Thanks for the monitor upload. It looks like the Query Monitor plugin is active? Is that correct? You may want to deactivate it for production.
Try adding the high-performance keys to posts as well as postmeta. Lots of queries join those two tables, and the high-performance keys usually work well together.
Does your 100% cpu usage go back down if you don’t use the high-performance keys?
Your monitor didn’t show any absurdly slow queries. It was pretty much ordinary stuff one would expect from a site with an active persistent object cache. I may be able to tell more if you run a monitor for a longer time. Also, please upload your server metadata (from the plugin’s About tab). You can use the same upload id as before.
Some things I see on your uploaded monitor.
You’re running WordPress 6.1. Upgrade! 6.1.1 was a security release, and it also contained a few significant performance increases. 6.2, coming soon, has even more performance increases.

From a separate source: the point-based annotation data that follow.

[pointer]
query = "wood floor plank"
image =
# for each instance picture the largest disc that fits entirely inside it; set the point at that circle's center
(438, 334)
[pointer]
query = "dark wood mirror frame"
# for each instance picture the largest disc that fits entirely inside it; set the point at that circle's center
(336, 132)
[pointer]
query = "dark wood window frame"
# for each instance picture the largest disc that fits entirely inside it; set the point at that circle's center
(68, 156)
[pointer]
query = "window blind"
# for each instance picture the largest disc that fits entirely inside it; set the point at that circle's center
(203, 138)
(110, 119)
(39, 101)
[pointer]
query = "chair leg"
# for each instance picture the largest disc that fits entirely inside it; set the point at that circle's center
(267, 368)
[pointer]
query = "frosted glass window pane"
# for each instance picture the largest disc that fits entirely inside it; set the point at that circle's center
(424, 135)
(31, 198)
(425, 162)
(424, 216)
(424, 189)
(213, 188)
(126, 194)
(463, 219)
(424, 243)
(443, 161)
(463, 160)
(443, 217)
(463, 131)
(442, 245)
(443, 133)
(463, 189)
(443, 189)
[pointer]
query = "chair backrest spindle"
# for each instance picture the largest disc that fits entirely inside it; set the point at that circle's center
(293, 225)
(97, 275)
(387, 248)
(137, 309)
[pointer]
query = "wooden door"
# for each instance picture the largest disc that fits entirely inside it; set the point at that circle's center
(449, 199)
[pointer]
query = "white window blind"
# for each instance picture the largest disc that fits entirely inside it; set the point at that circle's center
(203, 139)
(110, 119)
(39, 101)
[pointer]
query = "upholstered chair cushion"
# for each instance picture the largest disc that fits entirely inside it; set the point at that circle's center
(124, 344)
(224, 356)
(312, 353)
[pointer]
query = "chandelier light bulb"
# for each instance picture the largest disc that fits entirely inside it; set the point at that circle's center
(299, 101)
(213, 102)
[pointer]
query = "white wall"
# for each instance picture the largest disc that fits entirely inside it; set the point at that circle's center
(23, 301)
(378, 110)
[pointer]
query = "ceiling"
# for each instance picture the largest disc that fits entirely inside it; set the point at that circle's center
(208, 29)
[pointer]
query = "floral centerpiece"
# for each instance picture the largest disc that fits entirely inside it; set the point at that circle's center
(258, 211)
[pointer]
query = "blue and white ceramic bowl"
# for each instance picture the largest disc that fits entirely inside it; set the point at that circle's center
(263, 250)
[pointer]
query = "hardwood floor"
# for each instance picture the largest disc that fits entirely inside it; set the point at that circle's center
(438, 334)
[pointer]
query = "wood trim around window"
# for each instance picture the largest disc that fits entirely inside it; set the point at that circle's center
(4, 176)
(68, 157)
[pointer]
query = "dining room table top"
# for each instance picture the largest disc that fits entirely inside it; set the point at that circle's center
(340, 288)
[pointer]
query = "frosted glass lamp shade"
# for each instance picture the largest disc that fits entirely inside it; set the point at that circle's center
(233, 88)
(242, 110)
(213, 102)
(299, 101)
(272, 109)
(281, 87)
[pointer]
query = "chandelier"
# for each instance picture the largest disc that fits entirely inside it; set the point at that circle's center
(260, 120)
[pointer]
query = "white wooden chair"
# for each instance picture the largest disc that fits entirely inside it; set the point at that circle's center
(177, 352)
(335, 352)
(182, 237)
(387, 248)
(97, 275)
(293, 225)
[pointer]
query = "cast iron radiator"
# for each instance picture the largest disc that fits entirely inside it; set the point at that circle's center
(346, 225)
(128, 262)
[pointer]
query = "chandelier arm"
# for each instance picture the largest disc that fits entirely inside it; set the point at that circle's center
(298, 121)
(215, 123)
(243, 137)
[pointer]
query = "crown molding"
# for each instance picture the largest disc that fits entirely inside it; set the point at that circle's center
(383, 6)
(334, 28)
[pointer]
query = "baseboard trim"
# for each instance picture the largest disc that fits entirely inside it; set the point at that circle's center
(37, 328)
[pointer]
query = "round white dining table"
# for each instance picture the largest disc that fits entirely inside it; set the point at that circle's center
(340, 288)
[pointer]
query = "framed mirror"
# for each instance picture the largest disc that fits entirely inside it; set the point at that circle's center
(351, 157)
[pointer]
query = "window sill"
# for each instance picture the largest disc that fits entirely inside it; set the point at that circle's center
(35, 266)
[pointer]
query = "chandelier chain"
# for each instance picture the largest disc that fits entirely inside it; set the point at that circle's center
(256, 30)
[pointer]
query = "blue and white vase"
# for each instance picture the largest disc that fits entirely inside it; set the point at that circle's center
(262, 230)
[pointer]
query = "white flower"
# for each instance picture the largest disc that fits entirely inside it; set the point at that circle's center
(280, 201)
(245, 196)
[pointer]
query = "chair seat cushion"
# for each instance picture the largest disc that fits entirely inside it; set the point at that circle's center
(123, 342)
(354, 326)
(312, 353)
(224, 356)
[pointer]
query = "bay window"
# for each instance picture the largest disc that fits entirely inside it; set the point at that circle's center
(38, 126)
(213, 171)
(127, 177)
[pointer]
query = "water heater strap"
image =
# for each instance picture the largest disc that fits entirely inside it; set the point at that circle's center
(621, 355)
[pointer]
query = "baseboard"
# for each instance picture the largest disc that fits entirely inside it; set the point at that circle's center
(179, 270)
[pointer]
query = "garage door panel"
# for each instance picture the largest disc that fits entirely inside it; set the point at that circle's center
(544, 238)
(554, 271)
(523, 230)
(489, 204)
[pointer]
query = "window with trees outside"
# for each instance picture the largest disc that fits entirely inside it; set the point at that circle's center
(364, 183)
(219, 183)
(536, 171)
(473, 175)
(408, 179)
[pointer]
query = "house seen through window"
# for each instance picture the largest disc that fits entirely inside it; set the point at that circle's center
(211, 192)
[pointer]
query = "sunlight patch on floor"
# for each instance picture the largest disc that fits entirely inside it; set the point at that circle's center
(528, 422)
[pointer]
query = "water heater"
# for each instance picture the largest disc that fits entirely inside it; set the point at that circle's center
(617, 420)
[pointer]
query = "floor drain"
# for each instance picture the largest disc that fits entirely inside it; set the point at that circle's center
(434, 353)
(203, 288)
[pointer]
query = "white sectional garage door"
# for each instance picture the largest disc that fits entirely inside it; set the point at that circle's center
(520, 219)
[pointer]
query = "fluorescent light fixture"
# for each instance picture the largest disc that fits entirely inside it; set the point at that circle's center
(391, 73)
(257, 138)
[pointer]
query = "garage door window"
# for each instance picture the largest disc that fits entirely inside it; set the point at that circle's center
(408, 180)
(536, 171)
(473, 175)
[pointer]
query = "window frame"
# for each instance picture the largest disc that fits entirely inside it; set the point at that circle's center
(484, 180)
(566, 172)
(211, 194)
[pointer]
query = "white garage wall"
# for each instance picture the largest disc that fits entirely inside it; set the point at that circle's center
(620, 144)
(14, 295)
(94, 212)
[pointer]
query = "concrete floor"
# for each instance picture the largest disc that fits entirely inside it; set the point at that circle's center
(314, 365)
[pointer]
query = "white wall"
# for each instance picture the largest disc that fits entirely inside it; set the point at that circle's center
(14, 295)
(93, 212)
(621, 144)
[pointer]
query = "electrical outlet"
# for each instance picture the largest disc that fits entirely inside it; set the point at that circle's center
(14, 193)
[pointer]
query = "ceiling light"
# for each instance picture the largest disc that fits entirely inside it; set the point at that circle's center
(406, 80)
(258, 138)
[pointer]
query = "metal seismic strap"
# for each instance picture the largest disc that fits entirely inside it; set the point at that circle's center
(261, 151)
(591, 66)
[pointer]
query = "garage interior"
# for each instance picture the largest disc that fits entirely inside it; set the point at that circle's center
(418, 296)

Considering you have 3.8 million postmeta rows and 60 thousand posts rows, it seems likely you have a lot of “orphaned” rows in your postmeta (rows that were left behind when a post was deleted. Younes JFR’s Advanced Database Cleaner plugin has an option to clean orphaned postmeta rows. Give it a try. (Make a backup first, of course.) After you
It looks like your MariaDb server’s buffer pool cache size is 256MiB, with 230MiB in use. That’s “budget”-level service provisioning. If there’s any way to give MariaDB more RAM, that may help.